Depois de uma hora a voar em redor do aeroporto à espera de autorização para estacionar, o C-130 aterrou finalmente no aeroporto internacional Toussant Louverture, onde se encontram muitas outras equipas humanitárias.
Durante quatro horas, a equipa portuguesa pôde presenciar o frenesim no aeroporto: `colunas´ de cidadãos norte-americanos e desalojados a serem retirados da capital haitiana, soldados dos Estados Unidos a garantir a segurança do aeroporto em moto-quatro, capacetes azuis que circulavam em camiões pelas pistas do aeroporto e a chegada de um avião com cerca de 300 homens da 82º Divisão Páraquedista norte-americana.
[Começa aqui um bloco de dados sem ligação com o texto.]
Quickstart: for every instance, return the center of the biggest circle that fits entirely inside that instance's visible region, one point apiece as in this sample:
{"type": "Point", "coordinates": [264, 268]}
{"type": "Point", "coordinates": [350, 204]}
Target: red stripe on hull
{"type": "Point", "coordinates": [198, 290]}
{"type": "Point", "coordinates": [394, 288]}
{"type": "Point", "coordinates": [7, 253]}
Durante algumas horas, elementos da equipa portuguesa aproveitaram para descansar na entrada das `Chegadas´ do aeroporto, um edifício que também apresenta muitas marcas do sismo na parede amarela. No chão da sala, dormiu-se improvisando almofadas com sacos de viagem e usando casacos como mantas.
Nos últimos dias, dentro do avião, a equipa partilhou comida, cobertores, água e experiências de vida. Hoje, voltam a reunir-se em torno de pequenas fogueiras onde aquecem latas de feijoada e almôndegas com ervilhas. Depois, as tendas voltam a ser partilhadas, tal como foram os espaços exíguos do C-130, onde a equipa passou quase 30 horas.
O local definitivo onde será montado o acampamento só será conhecido durante o dia de hoje, depois de uma reunião com o centro de coordenação. Nessa altura, as tendas acabadas de montar serão desmontadas para o serem de novo.